The accusation slammed through her, amping her pulse. “I didn’t!”
Her cousin shrugged, sorrow lining his features. “It doesn’t matter anymore. Too many people are dead. The cost was too high. The Temple has been disbanded and the training halted.”
Clenching her fists against the sense of betrayal slicing her defenses to ribbons, Jayleia brushed past Dr. Idylle and stomped down the ramp.
She couldn’t stay aboard the
Sen Ekir
. Not when her boss feared what she’d become and her cousin condemned her in the Temple’s voice.
Breath coming in ragged, shallow gasps, she took shelter aboard the
Kawl Fergus
. She went straight to Damen’s cabin, shut herself into the cleansing unit, and paid assiduous attention to scrubbing away dead super-soldier.
When the unit cycled off, she put on her uniform. If the Temple had been disbanded, no one remained to tell her she’d once again lost the right to wear it.
The com panel chimed a tri-tone.
She went to the cockpit and sat in the chair she’d come to think of as hers.
Jayleia activated the channel. V’kyrri? “
Kawl Fergus
.”
A moment of interstellar static.
“Unknown female on this channel,” a young woman’s musical voice said. “Please identify.”
“Jayleia Durante!” a different female’s voice, one Jayleia knew well, shouted. “Where the Three Hells have you been? And what have you done to my officer?”
Not V’kyrri.
Jayleia grinned. “Don’t yell at me, Alexandria Rose Idylle. It’s been a stellar few days. What possessed you to send Damen to kidnap me?”
“I did have some concern for your life,” her friend countered. “I’m heartened to know you’re on a first-name basis with my officer.”

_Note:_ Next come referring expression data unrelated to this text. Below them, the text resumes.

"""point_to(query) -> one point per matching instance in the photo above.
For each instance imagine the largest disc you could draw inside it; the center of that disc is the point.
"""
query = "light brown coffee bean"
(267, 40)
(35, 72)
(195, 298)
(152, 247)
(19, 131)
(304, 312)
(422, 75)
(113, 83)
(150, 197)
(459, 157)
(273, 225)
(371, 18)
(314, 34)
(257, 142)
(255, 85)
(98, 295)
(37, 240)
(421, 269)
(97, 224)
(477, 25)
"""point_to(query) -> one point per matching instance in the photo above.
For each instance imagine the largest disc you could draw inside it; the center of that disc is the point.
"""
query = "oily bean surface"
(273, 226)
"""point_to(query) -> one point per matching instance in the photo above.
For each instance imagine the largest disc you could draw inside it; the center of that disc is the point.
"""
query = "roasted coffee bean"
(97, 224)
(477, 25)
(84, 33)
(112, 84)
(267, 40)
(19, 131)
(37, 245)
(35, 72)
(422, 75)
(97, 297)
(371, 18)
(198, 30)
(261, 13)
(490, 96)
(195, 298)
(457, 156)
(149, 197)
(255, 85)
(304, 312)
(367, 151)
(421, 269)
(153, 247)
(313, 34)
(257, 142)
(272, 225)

Jay propped her elbows on the panel in front of her and buried her face in her hands.
“Gods, Ari.”
“Jay,” Ari said, the good-natured, we’re-playing-an-old-game tone noticeably absent. “What’s going on? We expected you aboard the
Dagger
days ago. So did my father. He’s been clinging to my ship like a starved bloodworm until you began broadcasting that signal.”
“Yes. He mentioned that he’d decided to adopt me.”
Until I scared him half to death being what I am
.
“It’s not all bad,” Ari said. “You inherit a couple of stuck-up prigs for siblings, but I’m not bad, as sisters go.”
“Yes, but you get my mother’s entire family,” Jayleia countered. “You’ll never have another secret.”